In 1966, the Dow made an all-time high while the Dow/Gold ratio peaked. It took about 17 years from that peak (1966 to 1983), for price to break sufficiently higher than the 1966 level. About three years before the breakout, the gold price made a significant all-time high (in 1980).
In the completely equity-friendly environment of 1983 the Dow continued up by a factor of 10.
This sequence has been repeated recently, nearly exactly. In 2000, the Dow made an all-time high at 10200 while the Dow / Gold ratio peaked. It took 17 years from that peak (2000 to 2017) for price to breakout through resistance, and about 6 years before the breakout, the gold price made a significant all-time high (in 2011).
Now, just like in 1983, the consensus is that the Dow will continue to rise much higher than current levels. Due to this similarity, many are calling this a new bull market to take the Dow to much higher levels, like 40 000 and beyond. This now becomes a balance between great expectation and great despair. Because, unlike 1983, the conditions are not perfect for long term equity investment, with just too many obstacles for a new bull market in the stock- and bond- markets with probably the 2 most important being:
- Debt levels are massive and uncontrollable;
- The interest rate cycle has bottomed and is turning up;
However, it is critically important to also consider the precious metals market.
Gold and Silver
There are also glaring similarities with 1983 in the gold and silver charts.

Observe the 2 similar patterns from the 1980 high and the 2011 high.
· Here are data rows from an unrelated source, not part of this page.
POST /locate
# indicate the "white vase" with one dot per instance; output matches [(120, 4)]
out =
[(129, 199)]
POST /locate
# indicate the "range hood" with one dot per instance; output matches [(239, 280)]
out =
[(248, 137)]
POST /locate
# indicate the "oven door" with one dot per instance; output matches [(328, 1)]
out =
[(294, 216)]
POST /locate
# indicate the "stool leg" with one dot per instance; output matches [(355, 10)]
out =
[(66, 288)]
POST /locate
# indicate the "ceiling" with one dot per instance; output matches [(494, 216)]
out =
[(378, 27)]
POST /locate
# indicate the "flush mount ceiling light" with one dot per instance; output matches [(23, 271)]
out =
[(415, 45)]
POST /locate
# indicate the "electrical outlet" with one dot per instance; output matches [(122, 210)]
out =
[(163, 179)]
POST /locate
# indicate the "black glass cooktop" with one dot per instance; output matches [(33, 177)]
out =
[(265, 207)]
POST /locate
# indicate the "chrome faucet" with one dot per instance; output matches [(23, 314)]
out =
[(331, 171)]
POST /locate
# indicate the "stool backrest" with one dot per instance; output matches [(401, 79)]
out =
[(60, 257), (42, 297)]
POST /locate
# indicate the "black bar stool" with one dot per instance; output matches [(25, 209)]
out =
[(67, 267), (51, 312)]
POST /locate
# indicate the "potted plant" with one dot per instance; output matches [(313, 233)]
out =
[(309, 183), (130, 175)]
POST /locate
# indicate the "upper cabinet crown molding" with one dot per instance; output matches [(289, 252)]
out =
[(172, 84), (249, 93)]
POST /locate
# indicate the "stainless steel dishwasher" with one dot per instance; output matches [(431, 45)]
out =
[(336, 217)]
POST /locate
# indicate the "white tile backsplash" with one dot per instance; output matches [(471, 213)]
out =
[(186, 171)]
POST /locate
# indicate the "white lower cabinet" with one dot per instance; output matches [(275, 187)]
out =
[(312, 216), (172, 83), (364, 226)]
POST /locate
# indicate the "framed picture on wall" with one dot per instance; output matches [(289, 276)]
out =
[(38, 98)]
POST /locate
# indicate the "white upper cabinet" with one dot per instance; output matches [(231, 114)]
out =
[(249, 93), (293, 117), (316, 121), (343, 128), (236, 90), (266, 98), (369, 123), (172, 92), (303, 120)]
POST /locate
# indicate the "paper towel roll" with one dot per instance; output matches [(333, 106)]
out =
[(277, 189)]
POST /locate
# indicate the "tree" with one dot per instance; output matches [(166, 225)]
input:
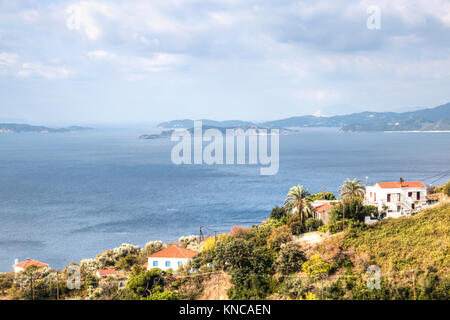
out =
[(277, 213), (350, 189), (322, 196), (297, 200), (278, 236), (290, 259), (250, 267), (145, 283), (6, 281), (446, 189), (127, 262), (315, 267)]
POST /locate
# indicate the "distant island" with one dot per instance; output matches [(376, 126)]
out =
[(26, 128), (223, 129), (431, 119)]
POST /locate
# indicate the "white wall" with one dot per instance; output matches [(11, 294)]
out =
[(162, 263), (405, 202)]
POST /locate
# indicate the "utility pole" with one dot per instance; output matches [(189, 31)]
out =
[(57, 286), (217, 284), (31, 285), (201, 234)]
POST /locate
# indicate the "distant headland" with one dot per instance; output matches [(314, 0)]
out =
[(432, 119), (26, 128)]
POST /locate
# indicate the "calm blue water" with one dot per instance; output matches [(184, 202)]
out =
[(64, 197)]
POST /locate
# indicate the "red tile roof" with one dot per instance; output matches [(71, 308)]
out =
[(106, 272), (174, 252), (406, 184), (31, 262)]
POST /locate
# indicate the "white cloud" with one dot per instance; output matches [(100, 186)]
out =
[(100, 54), (7, 59), (38, 69)]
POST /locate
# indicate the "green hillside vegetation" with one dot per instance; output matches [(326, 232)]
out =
[(268, 261), (418, 242)]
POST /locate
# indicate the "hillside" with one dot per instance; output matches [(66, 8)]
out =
[(430, 119), (26, 128), (417, 242)]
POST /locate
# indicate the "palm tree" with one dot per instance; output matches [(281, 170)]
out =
[(297, 200), (350, 189)]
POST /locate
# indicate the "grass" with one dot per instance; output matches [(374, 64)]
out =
[(407, 243)]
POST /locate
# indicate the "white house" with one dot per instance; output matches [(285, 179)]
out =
[(397, 198), (20, 266), (172, 257), (106, 273)]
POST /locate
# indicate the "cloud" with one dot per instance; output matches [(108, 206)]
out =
[(38, 69), (7, 59), (100, 54)]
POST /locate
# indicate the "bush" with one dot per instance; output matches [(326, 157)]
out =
[(250, 267), (446, 189), (295, 286), (277, 213), (322, 196), (312, 224), (315, 267), (354, 210), (295, 225), (127, 262), (290, 259), (278, 237), (166, 295)]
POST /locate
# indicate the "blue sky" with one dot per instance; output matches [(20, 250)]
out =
[(140, 61)]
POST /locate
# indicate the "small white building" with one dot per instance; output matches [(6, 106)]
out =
[(397, 198), (20, 266), (172, 257), (106, 273)]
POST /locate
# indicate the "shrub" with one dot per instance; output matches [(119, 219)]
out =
[(322, 196), (250, 267), (312, 224), (166, 295), (239, 231), (152, 247), (315, 267), (290, 259), (127, 262), (295, 286), (354, 210), (446, 189), (277, 213), (279, 236)]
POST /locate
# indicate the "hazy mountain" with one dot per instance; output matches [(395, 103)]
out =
[(188, 123), (22, 128), (437, 118)]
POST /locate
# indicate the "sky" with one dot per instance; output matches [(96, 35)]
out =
[(136, 61)]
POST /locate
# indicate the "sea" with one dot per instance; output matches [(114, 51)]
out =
[(69, 196)]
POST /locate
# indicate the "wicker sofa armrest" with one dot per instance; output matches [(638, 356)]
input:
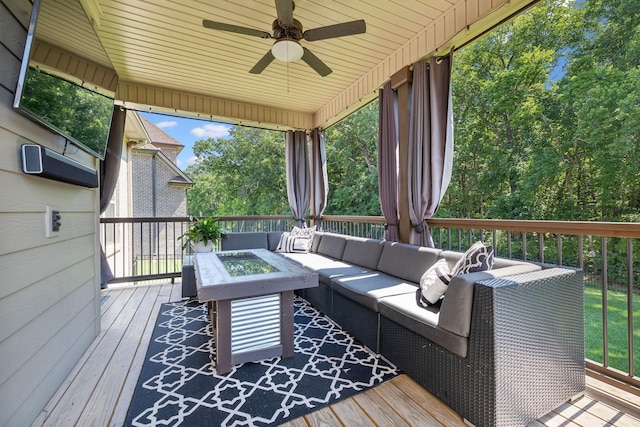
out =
[(455, 312), (536, 328)]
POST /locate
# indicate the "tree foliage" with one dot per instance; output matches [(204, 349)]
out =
[(544, 108), (240, 175), (352, 164), (546, 127)]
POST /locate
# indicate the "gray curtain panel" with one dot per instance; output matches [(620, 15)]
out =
[(298, 176), (109, 169), (320, 179), (430, 143), (387, 160)]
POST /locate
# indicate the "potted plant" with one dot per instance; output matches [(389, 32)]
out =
[(203, 233)]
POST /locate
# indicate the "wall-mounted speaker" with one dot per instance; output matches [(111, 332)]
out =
[(41, 161)]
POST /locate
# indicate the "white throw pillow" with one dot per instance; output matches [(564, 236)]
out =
[(434, 283), (294, 244)]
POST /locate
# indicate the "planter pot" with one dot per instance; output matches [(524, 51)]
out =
[(201, 247)]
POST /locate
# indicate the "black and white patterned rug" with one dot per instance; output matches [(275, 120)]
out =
[(179, 386)]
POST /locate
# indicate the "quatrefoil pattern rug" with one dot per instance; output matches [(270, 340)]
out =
[(178, 384)]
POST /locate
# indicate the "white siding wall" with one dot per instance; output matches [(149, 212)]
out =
[(49, 297)]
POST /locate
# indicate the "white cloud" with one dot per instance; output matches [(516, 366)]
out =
[(211, 130), (190, 161), (167, 124)]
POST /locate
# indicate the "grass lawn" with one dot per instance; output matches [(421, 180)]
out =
[(617, 328)]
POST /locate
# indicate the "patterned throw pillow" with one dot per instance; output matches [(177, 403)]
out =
[(434, 283), (306, 231), (477, 258)]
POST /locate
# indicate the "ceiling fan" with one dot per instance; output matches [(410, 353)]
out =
[(288, 32)]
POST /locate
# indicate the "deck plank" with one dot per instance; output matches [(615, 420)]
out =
[(323, 418), (413, 414), (70, 408), (351, 414), (122, 405), (428, 401), (107, 391), (378, 409)]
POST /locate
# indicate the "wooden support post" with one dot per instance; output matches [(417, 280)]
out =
[(401, 82)]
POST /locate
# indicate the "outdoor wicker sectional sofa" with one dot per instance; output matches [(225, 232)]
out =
[(504, 347)]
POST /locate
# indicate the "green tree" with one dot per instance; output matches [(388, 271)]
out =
[(352, 164), (504, 162), (240, 175)]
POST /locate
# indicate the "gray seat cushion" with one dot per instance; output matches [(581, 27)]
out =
[(368, 288), (326, 267), (403, 310)]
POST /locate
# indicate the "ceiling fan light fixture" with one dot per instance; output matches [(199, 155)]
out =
[(287, 50)]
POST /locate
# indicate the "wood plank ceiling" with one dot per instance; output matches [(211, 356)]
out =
[(166, 61)]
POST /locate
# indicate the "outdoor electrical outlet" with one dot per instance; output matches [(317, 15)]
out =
[(55, 221), (52, 221)]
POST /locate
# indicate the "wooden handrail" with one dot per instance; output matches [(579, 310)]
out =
[(579, 228)]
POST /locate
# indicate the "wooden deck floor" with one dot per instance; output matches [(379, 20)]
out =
[(98, 390)]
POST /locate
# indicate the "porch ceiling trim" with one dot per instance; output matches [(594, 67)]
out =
[(73, 67), (140, 97)]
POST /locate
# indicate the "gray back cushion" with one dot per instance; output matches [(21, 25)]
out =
[(250, 240), (332, 245), (364, 252), (453, 256), (406, 261)]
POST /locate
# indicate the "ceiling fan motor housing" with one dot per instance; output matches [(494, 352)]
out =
[(294, 32)]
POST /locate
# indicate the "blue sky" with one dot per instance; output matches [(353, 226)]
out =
[(187, 131)]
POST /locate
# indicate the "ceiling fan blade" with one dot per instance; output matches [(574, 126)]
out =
[(235, 29), (284, 9), (263, 63), (315, 63), (337, 30)]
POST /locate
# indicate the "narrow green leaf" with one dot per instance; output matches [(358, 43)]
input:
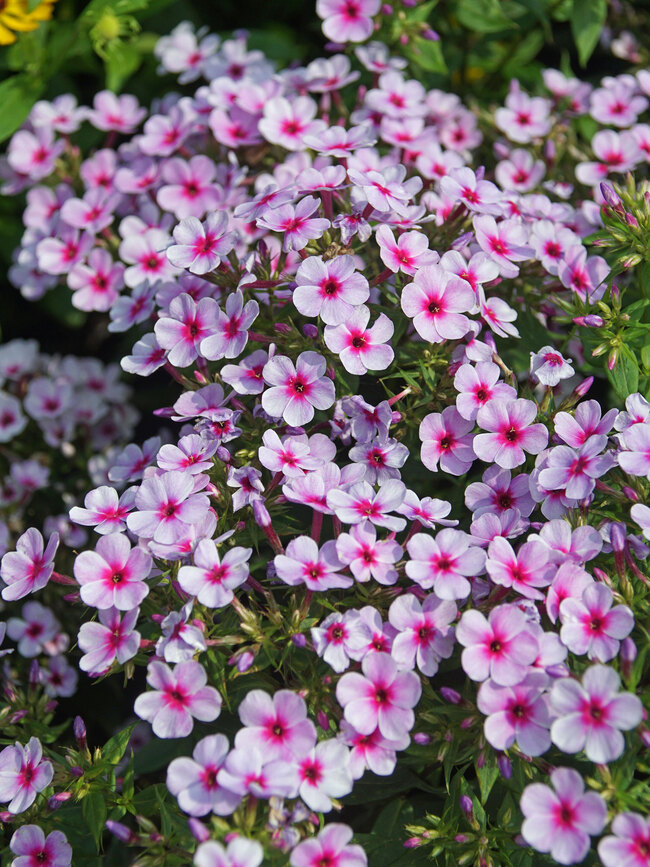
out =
[(17, 96), (93, 808), (587, 21)]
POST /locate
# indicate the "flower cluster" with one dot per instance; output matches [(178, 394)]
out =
[(338, 298)]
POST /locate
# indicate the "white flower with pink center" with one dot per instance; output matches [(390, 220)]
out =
[(297, 390), (437, 302), (113, 574), (592, 714)]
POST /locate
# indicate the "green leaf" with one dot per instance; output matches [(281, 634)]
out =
[(17, 96), (427, 54), (113, 749), (93, 808), (482, 16), (587, 21), (625, 375)]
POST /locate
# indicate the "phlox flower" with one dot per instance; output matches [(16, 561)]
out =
[(23, 774), (34, 849), (560, 819), (371, 752), (592, 625), (275, 725), (212, 579), (193, 781), (239, 852), (445, 562), (478, 385), (347, 20), (29, 567), (165, 505), (113, 574), (524, 570), (437, 301), (361, 348), (362, 503), (447, 439), (107, 640), (286, 122), (381, 697), (549, 367), (367, 556), (330, 289), (104, 509), (511, 432), (517, 713), (229, 336), (425, 636), (592, 714), (297, 390), (179, 696), (201, 246), (501, 647), (306, 563), (340, 638), (630, 845)]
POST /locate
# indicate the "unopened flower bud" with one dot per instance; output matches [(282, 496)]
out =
[(505, 767), (198, 830)]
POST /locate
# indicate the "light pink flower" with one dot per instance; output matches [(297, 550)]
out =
[(179, 696), (113, 574), (592, 714), (559, 820), (501, 647), (381, 697)]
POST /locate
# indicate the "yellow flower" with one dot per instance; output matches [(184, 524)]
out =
[(15, 17)]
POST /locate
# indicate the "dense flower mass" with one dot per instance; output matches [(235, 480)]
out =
[(359, 308)]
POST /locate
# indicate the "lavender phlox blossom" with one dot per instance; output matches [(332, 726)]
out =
[(276, 725), (367, 556), (297, 390), (179, 696), (517, 713), (23, 774), (591, 624), (30, 566), (239, 852), (510, 432), (425, 635), (549, 367), (445, 562), (559, 820), (362, 503), (107, 640), (113, 574), (340, 638), (524, 570), (34, 849), (212, 579), (381, 697), (501, 647), (33, 630), (104, 510), (630, 845), (499, 491), (585, 422), (477, 385), (194, 782), (592, 714), (447, 440), (166, 504), (306, 563)]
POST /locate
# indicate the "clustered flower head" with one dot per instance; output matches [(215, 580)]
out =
[(339, 318)]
The comparison is very plausible, especially given the fact that the Dow is currently in a similar position, as explained above. If the comparison with the 1980 pattern is justified, and the current pattern continues in a similar fashion, then gold will continue in a sideways move for the next 20 years.
However, there are just too many fundamental obstacles to such a scenario, since gold appears to be ready for the next phase of the bull market which started around 2000. From a technical perspective, price is currently at a critical point, which will indicate whether the next phase is up in the expected bull market, or whether the next phase is sideways in the very unlikely dormant market. A breakout at the top blue line (point 5) would almost certainly confirm the bull market scenario and cause prices to rise significantly once the breakout occurs.
A breakdown at the bottom blue line, could mean that prices continue to follow the 1980s pattern, and move down below $1000.

The silver long term chart is very similar to the gold chart, except the highs are higher and the lows are lower. Once again, if the high at 5 is exceeded then the bull market scenario will be confirmed, and if the low at 4 is penetrated then it could mean that prices continue to follow the 1980s pattern, and move down below $10.
There are just too many key obstacles to prevent the next leg up in the precious metals bull market, probably the 3 most important being:
- Debt levels are massive and uncontrollable;
- The interest rate cycle has bottomed and is turning up;
- The threat to the International Monetary System survival;
Gold and Silver impacted by interest rates
To illustrate the impact of interest rates on the gold price we have used the same $gold price chart, as earlier, but divided the data by the 10 year US Treasury Bond yield to obtain the chart below. The timing of the same 1980 gold peak is indicated by the red vertical, but because interest rates at the time were high the gold price is reflected as virtually flat.

This is a perfect illustration of how high interest rates were in 1981 and that the cycle was turning down, and also how low interest rates are at present and that the cycle is now turning up. This created positive conditions for general stocks in 1981, and adverse conditions for silver and gold.
Currently, interest rates are close to all-time lows, and appear to have bottomed, with higher interest rates coming. This will create adverse conditions for general stocks, and very positive conditions for silver and gold.
This is of course all true for silver as well.